People who want to lose weight should avoid starchy vegetables like potatoes, corn, and peas. They cause weight gain because they contain lots of sugars that can spike glucose.
Water is probably the most important nutrient a person needs. A person can only survive for a few days without drinking water. Slight dehydration can cause headaches, thus affecting physical and mental functioning.
The human body is mostly made up of water because every cell requires water to function. Water helps in different body functions, such as transporting nutrients, regulating the fluid balance and body temperature, preventing constipation, and hydration.
The best source of water to drink is unsweetened water from tap or bottled sources. For people who don’t like the taste of plain water, they can add a squeeze of lemon or any citrus fruits.
Nutrients Intake Recommendations
When taking these nutrients, it’s best to consume just the right amount because a little or too much of anything can be dangerous.

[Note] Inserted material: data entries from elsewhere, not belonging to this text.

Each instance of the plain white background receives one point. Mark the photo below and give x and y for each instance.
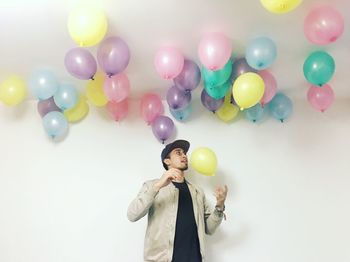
(288, 183)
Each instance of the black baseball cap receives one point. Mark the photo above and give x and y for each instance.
(183, 144)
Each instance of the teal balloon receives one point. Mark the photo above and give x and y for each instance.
(219, 77)
(319, 68)
(255, 113)
(181, 114)
(55, 124)
(218, 92)
(281, 107)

Hence, here are the dietary guidelines to follow for every nutrient intake.
Vitamins & Minerals
Here’s the recommended dietary allowance of some important vitamins and minerals for adults ages 19 or older:
- Calcium: 1000 mg/day
- Chloride: 2,300 mg/day
- Vitamin B complex: 425 to 550 mg/day
- Copper: 900 micrograms/day
- Fluoride: 3-4 mg/day
- Folic acid: 400 micrograms/day
- Iodine: 150 micrograms/day
- Iron: 8-18 mg/day
- Magnesium: 300-400 mg/day
- Manganese: 1.8-2.3 mg/day
- Phosphorus: 700 mg/day
- Selenium: 55 micrograms/day
- Sodium: 1500 mg/day
- Zinc: 8-11 mg/day
- Vitamin A: 700-900 micrograms/day
- Vitamin B3: 14-16 mg/day
- Vitamin B6: 1.3-1.7 mg/day
- Vitamin C: 75-90 mg/day
- Vitamin D: 600-800 IU/day
- Vitamin E: 22.4 IU/day
If you’re a healthy weight, aim for 0.36 to 0.6 grams per pound (0.8 to 1.3 grams per kg). This amounts to 56 to 91 grams per day for the average male and 46 to 75 grams for the average female.

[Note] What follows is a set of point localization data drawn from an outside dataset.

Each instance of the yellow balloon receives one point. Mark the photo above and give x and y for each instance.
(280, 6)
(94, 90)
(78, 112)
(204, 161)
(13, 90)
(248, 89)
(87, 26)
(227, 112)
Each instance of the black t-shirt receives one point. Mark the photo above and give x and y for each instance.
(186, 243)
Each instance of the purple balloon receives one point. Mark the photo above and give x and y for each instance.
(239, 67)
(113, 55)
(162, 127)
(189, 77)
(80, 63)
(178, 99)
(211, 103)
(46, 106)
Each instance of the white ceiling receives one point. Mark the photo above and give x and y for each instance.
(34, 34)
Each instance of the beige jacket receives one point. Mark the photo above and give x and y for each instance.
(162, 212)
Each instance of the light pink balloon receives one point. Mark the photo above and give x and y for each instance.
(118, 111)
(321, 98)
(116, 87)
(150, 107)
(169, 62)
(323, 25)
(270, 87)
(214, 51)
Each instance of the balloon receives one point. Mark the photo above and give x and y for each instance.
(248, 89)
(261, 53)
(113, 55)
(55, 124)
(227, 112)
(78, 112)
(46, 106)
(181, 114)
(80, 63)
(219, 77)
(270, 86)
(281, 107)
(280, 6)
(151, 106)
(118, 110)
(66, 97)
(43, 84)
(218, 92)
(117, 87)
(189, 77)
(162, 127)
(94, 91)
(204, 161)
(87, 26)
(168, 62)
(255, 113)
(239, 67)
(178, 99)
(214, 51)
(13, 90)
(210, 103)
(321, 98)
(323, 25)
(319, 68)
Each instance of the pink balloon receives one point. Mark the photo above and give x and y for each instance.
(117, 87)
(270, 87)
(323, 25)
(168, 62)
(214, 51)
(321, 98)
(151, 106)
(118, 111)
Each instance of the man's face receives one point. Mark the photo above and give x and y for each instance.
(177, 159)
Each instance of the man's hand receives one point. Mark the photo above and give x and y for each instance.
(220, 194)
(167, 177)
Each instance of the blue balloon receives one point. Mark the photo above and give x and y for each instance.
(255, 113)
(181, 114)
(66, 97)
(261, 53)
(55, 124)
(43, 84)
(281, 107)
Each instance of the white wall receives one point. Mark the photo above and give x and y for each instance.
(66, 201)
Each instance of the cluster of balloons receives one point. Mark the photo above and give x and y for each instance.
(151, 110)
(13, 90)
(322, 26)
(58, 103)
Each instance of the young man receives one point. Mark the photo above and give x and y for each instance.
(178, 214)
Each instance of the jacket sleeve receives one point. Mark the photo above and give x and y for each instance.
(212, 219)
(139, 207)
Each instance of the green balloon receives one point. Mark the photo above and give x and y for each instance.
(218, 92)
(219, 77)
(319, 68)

The dietary reference intake for fat in adults is 20 to 35% of total calories from fat. That’s about 44 to 77 grams of fat per day if you eat 2000 calories daily.
The dietary guidelines for carbohydrates make up 45 to 65% of total daily calories. So, if you get 2000 calories a day, the carbohydrate intake should be around 900 to 1300 calories. This means 225 to 325 grams of carbohydrates a day.

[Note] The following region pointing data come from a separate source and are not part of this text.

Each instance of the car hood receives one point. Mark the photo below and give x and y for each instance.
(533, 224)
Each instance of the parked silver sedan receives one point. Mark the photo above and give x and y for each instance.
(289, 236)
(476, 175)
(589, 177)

For optimal health, a person should consume all six types of essential nutrients. These nutrients support different body functions, including growth, disease prevention, and immune functions.
In general, proteins, carbohydrates, and fats are the body’s fuel source. Meanwhile, vitamins, minerals, and water are essential for metabolism and proper utilization of these nutrients.
Since there are a variety of nutrients the body needs, people with digestive issues who take certain medications or have other conditions may require special support to help them get the body’s essential nutrients.
But before you do that, you may want to see a dietitian discuss their nutritional intake before taking any supplements.